(614d) A Quality By Digital Design (QbD2) Framework for the Development of Intensified Crystallization Systems

Crystallization is a crucial process for solid material manufacturing serving as both a purification step and a means of controlling critical quality attributes (CQAs). such as crystal size, shape, and polymorphic form.¹ Efficiency in crystallization is prioritized for intensified manufacturing processes with high impact in the manufacturing of solid products for various industries, including energetic, pharmaceutical, food and fine chemicals. Integrating digital twins and digital design frameworks enhances and streamlines this process by providing a virtual representation of the crystallization process, allowing for detailed simulation and optimization across the design space.
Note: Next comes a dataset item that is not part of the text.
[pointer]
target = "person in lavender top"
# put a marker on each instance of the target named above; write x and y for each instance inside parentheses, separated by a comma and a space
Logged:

In this study, Resveratrol, a dietary supplement, was chosen as the model material. A modular autonomous crystallization system (MACS) with a model-free Quality-by-Control (mfQbC) approach was developed that minimizes the required experiments for developing a process design space and model identification, while utilizing feedback control to enhance the understanding of the system.² An automated design of experiments (ADoE) through an in-house LabVIEW platform called Omnibus streamlines data collection with an automated steady state detection feature. This ADoE including heating-holding-cooling experiments with various cooling rates and seeding amounts to gain insights on crystallization mechanisms, such as primary nucleation, secondary nucleation, the metastable zone width tendencies, and nucleation rate. Direct nucleation control (DNC) and supersaturation control (SSC) experiments were applied to further improve the understanding of attainable regions and design space for the system and to generate data for model identication.¹ Process analytical technology (PAT) tools were used to collect in-situ data that can be translated into crystal size, concentration, and polymorphic form. Based on this information a process model was developed to include the mechanisms occurring, allowing for parameter estimation to then develop a digital twin using two-dimensional population balance modeling (PBM). This digital twin facilitates in silico investigation of the design space as well as the digital design of the crystallization process to achieve the desired CQAs. The results illustrate a systematic quality-by-digital-design (QbD²) framework for the understanding and development of optimized crystallization processes. A one-dimensional population balance model was developed to compare the predictions of crystal behavior to the two-dimensional results. Additionally, this system was transferred from a batch to a continuous crystallization system and the 2D-PBM was adjusted to represent this new configuration.

1. Szilagyi, B., Eren, A., Quon, J. L., Papageorgiou, C. D. & Nagy, Z. K. Application of Model-Free and Model-Based Quality-by-Control (QbC) for the Efficient Design of Pharmaceutical Crystallization Processes. Cryst. Growth Des. 20, 3979–3996 (2020).
2. Eren, A. et al. Development of a Model-Based Quality-by-Control Framework for Crystallization Design. in Computer Aided Chemical Engineering (eds. Kiss, A. A., Zondervan, E., Lakerveld, R. & Özkan, L.) vol. 46 319–324 (Elsevier, 2019).